Rating: Summary: Disappointing... Review: More and more, Michael Connelly's books seem to involve rather unbelievable plots and to require his characters to do things that are stupid, unbelievable, or just plain out of character. Why Henry Pierce, the protagonist of this new book, doesn't just change his phone number when he starts getting calls for a missing prostitute, is never really clear. Oh sure, Connelly attempts to provide an explanation in the form of a backstory involving his missing, then found dead, sister, but it never really rings true. It just doesn't successfully explain the obsession he has with finding the other girl, in the face of a couple of one-dimensional, paper thin bad guys who beat him up and hang him off the balcony of his twelfth floor apartment, or the impending visit of a financier who might be the savior he's been looking for, for his molecular computing firm.

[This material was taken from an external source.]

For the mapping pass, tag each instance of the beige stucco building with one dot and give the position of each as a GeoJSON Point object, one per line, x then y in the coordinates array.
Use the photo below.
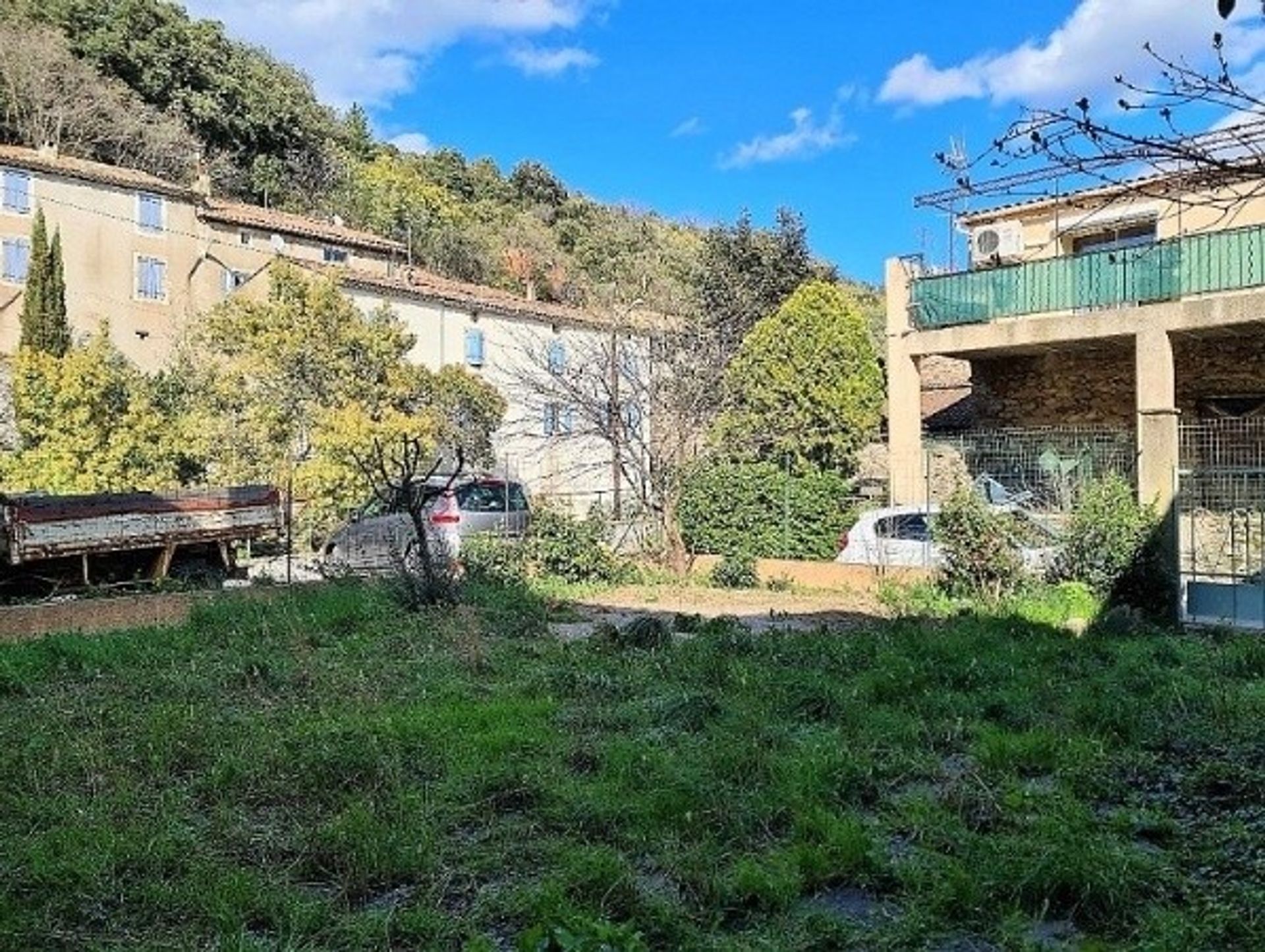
{"type": "Point", "coordinates": [147, 256]}
{"type": "Point", "coordinates": [558, 367]}
{"type": "Point", "coordinates": [1135, 306]}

It's hard to believe that the main cop in the investigation puts his sights on Pierce, because, dontcha know, the Good Samaritan often turns out to be the perpetrator (I'm sure this is true, but it can't explain the extended harassment this guy gives Pierce). Then Pierce suddenly puts all the pieces together and suspects his ex-girlfriend must be behind it all (shades of Terry McCaleb suspecting that Harry Bosch is a killer in _A Darkness More Than Night_). It all rings false--something like the "idiot plot" of Roger Ebert, in which characters act in idiotic ways because the plot requires it, not out of believable motivations arising from their characters. Still, it was fast-moving and there is some interesting material about molecular computers and how they may change the world. But, ultimately, it's a real disappointment from a "master" like Connelly.